Growing earnings per share could be a mitigating factor when considering the past fluctuations in the dividend. Magellan Aerospace's EPS has fallen by approximately 49% per year during the past five years. A sharp decline in earnings per share is not great from from a dividend perspective. Even conservative payout ratios can come under pressure if earnings fall far enough. However, the next year is actually looking up, with earnings set to rise. We would just wait until it becomes a pattern before getting too excited.

Magellan Aerospace's Dividend Doesn't Look Great

In summary, it's not great to see that the dividend is being cut, but it is probably understandable given that the current payment level was quite high. The company isn't making enough to be paying as much as it is, and the other factors don't look particularly promising either. We don't think that this is a great candidate to be an income stock.
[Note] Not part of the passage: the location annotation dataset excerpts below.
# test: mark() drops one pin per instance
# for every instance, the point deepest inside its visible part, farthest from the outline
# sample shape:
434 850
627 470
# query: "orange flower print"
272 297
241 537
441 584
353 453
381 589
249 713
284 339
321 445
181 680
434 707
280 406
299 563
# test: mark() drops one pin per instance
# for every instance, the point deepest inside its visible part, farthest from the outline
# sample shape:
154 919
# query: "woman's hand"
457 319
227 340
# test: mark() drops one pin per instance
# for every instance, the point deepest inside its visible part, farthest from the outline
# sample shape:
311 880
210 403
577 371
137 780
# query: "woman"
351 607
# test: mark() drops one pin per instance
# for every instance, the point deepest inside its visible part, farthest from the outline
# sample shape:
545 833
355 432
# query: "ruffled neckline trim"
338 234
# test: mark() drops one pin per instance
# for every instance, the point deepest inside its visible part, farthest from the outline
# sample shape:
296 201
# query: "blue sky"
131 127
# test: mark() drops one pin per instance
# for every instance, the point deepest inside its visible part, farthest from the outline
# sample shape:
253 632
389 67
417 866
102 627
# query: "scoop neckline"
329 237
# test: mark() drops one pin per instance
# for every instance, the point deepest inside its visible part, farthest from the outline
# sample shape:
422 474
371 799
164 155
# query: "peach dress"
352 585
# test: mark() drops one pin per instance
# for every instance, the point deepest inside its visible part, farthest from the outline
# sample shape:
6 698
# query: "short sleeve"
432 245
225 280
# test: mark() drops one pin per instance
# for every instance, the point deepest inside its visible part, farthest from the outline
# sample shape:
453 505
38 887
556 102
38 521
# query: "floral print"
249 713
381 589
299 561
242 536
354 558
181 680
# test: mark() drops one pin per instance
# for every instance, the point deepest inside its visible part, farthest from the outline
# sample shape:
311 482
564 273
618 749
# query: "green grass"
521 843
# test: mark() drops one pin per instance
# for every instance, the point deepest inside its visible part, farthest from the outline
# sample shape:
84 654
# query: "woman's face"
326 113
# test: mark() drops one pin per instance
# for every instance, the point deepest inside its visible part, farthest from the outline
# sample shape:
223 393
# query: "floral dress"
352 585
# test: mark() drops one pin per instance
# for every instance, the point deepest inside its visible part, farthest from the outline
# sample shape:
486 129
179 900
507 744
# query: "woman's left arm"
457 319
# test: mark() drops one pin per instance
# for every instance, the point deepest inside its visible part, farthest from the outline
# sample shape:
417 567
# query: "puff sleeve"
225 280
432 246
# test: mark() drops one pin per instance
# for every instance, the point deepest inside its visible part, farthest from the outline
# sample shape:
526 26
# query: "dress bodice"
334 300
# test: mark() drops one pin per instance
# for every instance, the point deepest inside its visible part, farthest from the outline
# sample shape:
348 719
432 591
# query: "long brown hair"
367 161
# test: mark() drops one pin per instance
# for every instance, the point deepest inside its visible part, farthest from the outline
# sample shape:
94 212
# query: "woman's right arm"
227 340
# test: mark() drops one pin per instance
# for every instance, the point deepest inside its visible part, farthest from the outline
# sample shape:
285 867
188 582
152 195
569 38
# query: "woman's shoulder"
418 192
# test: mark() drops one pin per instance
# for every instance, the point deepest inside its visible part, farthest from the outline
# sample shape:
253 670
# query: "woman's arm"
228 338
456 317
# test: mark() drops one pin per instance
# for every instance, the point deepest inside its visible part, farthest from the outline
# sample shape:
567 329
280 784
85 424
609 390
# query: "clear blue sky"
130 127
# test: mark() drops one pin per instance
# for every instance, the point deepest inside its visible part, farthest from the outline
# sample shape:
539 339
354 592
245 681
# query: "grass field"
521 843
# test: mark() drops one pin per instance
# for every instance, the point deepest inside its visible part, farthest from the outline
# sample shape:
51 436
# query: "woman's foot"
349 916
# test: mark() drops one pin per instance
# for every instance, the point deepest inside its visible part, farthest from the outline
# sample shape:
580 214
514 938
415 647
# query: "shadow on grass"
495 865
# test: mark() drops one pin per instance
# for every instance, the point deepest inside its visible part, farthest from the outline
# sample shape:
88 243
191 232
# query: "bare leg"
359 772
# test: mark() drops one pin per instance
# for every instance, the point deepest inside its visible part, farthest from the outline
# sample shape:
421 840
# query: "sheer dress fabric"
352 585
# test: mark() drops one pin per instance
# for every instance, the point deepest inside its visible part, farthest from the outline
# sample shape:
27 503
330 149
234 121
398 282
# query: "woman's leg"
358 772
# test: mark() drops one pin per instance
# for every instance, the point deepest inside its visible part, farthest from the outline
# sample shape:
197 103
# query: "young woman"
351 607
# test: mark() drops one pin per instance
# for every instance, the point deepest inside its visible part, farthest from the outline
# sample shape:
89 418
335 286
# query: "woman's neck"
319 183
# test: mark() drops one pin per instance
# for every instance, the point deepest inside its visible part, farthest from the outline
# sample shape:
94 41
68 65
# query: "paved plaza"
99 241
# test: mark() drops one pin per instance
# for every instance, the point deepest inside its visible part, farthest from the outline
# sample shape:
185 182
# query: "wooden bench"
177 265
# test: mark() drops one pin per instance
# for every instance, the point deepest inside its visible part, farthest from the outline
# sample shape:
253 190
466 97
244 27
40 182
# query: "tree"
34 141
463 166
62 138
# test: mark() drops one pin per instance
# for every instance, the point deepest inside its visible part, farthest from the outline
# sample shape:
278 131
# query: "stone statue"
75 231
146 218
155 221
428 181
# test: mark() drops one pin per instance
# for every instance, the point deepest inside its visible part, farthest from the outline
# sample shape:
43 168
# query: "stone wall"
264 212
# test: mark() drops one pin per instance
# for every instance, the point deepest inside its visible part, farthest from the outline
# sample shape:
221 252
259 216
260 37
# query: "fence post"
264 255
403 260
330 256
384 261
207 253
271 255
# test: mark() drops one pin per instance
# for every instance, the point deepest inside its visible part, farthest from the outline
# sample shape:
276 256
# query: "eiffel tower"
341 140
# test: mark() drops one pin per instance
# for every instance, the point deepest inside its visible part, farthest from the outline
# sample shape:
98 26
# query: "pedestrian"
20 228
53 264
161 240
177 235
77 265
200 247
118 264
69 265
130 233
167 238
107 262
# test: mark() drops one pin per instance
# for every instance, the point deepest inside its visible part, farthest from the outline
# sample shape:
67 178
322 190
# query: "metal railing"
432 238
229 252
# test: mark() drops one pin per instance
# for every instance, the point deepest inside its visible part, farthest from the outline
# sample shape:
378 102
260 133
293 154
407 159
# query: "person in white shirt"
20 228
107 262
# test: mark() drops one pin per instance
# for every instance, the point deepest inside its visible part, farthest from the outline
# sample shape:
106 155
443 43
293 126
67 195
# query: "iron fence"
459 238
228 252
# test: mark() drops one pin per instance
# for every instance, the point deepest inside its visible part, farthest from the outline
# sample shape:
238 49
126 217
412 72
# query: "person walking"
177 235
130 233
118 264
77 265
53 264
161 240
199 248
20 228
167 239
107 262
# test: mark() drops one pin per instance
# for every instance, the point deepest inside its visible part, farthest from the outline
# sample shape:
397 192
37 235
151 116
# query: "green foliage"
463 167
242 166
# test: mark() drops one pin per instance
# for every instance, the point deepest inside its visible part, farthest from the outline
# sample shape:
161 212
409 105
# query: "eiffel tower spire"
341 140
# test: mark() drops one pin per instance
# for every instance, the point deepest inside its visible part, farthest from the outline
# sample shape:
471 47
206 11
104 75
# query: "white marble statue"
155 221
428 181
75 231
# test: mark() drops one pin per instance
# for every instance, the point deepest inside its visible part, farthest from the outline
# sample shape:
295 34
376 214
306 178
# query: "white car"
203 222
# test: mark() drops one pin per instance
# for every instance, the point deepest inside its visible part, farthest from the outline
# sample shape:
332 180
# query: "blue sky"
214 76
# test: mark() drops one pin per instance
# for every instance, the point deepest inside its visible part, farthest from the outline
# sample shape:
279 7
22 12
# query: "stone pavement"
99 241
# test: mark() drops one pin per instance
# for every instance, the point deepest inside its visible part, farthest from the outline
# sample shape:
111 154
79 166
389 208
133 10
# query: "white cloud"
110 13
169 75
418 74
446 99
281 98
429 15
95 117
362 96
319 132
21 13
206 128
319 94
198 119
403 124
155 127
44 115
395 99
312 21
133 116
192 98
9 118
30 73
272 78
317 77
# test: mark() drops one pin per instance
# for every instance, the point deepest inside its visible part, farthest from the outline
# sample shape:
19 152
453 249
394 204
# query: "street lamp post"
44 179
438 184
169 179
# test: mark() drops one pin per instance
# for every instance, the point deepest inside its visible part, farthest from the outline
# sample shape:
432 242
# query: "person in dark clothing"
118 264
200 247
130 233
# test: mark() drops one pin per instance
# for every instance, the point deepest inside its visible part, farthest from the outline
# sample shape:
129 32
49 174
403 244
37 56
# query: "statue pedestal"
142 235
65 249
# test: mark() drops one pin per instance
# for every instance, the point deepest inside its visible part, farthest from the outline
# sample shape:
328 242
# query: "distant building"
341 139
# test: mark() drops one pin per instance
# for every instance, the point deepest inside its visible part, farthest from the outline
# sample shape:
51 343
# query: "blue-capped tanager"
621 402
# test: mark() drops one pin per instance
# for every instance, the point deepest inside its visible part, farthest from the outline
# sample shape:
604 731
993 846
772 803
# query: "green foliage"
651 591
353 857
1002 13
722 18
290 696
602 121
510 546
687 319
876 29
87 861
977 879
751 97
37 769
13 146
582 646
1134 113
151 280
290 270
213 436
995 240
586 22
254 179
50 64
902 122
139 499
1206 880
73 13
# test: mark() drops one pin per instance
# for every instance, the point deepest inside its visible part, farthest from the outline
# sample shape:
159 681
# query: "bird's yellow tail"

Investors generally tend to favour companies with a consistent, stable dividend policy as opposed to those operating an irregular one. However, there are other things to consider for investors when analysing stock performance. For instance, we've picked out 1 warning sign for Magellan Aerospace that investors should take into consideration. Is Magellan Aerospace not quite the opportunity you were looking for? Why not check out our selection of top dividend stocks.

Have feedback on this article? Concerned about the content? Get in touch with us directly. Alternatively, email editorial-team (at) simplywallst.com.

This article by Simply Wall St is general in nature. We provide commentary based on historical data and analyst forecasts only using an unbiased methodology and our articles are not intended to be financial advice. It does not constitute a recommendation to buy or sell any stock, and does not take account of your objectives, or your financial situation. We aim to bring you long-term focused analysis driven by fundamental data. Note that our analysis may not factor in the latest price-sensitive company announcements or qualitative material. Simply Wall St has no position in any stocks mentioned.